There have been four deaths by suicide of current and former Detroit Lakes Public Schools students within in the past three years, as Detroit Lakes School Board members learned at their Monday night board meeting.
That startling statistic was part of a presentation by local high school counselors Doreen Richter, Sara Pender and Nathan Ochsner, titled "What Do School Counselors Do All Day?"
The potential for suicidal thoughts is just one reason why students' emotional and social health is just as important as their academic and extracurricular achievements, Pender explained.
"Anxiety and depression are huge," she said, adding that students need to have someone there to help them during the difficult times in their lives.
As all three counselors noted, their role is much more involved than providing guidance to students about their career options and educational opportunities after they graduate — although that is still part of their mandate.
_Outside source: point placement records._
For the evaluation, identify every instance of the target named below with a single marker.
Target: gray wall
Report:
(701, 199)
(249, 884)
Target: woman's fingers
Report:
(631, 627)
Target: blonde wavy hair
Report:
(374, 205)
In addition to providing that academic and career guidance, however, school counselors are also committed to helping students with their personal and social needs and goals, through things like individual planning and goal setting; individual and small group counseling; classroom presentations; and other responsive services to students, parents and teachers.
"We're looking out for all students, including those who are struggling," Ochsner said.
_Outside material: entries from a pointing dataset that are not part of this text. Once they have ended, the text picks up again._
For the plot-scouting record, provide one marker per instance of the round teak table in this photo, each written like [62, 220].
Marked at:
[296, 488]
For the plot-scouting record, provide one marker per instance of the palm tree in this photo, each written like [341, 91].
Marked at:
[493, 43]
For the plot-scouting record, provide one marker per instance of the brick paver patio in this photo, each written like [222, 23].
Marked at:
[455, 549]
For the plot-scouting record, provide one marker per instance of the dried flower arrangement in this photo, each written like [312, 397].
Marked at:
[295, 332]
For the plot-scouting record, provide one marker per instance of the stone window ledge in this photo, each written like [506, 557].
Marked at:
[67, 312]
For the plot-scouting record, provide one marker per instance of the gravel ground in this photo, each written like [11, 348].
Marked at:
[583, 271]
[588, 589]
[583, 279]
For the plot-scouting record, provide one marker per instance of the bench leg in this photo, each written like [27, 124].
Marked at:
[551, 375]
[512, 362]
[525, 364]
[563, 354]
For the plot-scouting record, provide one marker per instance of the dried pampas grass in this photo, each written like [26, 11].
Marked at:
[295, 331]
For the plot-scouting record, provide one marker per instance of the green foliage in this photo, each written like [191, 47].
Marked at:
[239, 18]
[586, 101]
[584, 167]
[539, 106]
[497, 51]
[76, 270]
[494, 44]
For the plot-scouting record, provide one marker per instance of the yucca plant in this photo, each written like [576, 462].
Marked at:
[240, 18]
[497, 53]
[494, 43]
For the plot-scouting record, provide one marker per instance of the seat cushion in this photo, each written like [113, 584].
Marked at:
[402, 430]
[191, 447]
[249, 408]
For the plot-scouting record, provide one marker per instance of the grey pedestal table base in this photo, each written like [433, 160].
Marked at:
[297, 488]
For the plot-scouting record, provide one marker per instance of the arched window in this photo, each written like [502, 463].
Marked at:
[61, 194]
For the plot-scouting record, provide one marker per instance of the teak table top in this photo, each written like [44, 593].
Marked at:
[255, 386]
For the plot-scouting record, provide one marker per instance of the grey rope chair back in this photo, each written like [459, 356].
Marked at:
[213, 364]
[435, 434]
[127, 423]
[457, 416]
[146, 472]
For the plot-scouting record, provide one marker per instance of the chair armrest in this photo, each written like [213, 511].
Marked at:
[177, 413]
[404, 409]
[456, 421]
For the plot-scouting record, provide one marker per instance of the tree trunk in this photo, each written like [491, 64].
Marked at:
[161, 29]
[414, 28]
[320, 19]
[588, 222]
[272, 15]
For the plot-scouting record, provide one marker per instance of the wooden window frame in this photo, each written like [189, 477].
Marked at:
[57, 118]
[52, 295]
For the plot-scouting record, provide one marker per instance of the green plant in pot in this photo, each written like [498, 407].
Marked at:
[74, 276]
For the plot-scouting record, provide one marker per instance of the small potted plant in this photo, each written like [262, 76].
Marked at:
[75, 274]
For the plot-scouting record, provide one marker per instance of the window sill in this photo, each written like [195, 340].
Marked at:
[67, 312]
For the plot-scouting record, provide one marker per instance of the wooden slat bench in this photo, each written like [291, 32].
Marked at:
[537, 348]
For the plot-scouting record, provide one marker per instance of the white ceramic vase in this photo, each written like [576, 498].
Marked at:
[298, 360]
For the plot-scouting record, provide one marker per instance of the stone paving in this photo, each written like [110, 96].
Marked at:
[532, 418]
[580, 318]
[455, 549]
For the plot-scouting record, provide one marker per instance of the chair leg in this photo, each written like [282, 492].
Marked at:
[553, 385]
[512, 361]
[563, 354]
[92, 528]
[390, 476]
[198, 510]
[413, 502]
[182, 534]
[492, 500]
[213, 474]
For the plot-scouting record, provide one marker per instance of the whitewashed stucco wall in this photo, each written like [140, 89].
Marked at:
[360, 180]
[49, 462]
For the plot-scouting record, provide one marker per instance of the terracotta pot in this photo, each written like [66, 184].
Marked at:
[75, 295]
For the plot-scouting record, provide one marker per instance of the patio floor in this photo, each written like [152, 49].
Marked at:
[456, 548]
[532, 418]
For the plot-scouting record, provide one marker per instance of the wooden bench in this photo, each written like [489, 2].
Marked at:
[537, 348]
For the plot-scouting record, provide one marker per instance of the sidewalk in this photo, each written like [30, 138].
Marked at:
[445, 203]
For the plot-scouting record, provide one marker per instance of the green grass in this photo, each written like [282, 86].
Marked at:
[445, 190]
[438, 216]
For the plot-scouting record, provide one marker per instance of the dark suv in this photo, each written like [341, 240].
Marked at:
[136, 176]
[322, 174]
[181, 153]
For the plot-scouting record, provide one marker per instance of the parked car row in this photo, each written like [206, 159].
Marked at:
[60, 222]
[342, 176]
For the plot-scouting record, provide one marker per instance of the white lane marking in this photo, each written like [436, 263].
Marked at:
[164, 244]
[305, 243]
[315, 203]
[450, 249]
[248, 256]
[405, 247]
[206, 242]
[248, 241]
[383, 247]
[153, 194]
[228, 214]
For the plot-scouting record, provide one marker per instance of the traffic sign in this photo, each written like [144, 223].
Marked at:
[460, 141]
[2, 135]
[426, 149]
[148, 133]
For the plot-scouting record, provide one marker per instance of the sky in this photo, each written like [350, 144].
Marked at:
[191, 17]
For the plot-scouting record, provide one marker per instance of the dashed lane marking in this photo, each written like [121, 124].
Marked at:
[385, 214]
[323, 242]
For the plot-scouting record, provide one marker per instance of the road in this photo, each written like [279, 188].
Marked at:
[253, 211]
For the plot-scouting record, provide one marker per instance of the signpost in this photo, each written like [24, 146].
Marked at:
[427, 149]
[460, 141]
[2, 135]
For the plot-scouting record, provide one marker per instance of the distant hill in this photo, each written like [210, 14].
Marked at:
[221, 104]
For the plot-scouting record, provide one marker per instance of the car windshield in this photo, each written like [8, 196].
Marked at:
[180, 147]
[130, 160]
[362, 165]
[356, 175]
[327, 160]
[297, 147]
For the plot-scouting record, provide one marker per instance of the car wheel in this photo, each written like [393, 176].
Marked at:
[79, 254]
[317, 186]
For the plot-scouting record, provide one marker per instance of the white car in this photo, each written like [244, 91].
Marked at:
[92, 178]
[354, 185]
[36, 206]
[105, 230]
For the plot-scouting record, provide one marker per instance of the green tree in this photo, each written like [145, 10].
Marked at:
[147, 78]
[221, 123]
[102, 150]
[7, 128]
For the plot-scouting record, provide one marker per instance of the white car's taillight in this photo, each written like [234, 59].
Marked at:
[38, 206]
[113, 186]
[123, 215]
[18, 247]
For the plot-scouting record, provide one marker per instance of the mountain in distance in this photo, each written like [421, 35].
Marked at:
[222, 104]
"Are you available to students after school?" asked board member Jane Foltz.
"We never leave a student hanging if they are in crisis," Richter answered, adding, "We hope to be a positive force in our students' lives every day."
Also at Monday night's meeting, the board held a public hearing on the 2018-19 World's Best Workforce (WBWF) report presented by Renee Kerzman, director of curriculum, instruction and technology for the district. Kerzman presented a summary of the report, which is required to be presented annually to the Minnesota Department of Education.
The WBWF report measures student achievement and integration, including such district goals as closing the achievement gaps between different economic and social groups; achieving grade-level literacy for all third grade students; and ensuring a 100% graduation rate for all Detroit Lakes Public Schools students.
According to Kerzman, the district has made strides in all of its WBWF goals.
She highlighted the district's 2018 four-year graduation rate for all DLHS students, which was at just under 92% — while the statewide rate was at just over 83% for the same time frame.
Kerzman also noted that 60% of all Detroit Lakes third graders had achieved grade-level literacy during the 2018-19 school year, "and we felt pretty good about that." While MDE's expectation is that 90% of all third graders in the district achieve this level, "that's a pretty lofty goal," she added.
Toward the end of the meeting, the board met in closed session to discuss a couple of items: Strategy for impending contract negotiations with teachers and other employee groups; and whether or not the district should make an offer to purchase a piece of private property adjacent to the Lincoln Education Center at 220 E. Willow St.
According to Superintendent Doug Froke, no action was taken on either item following the closed session.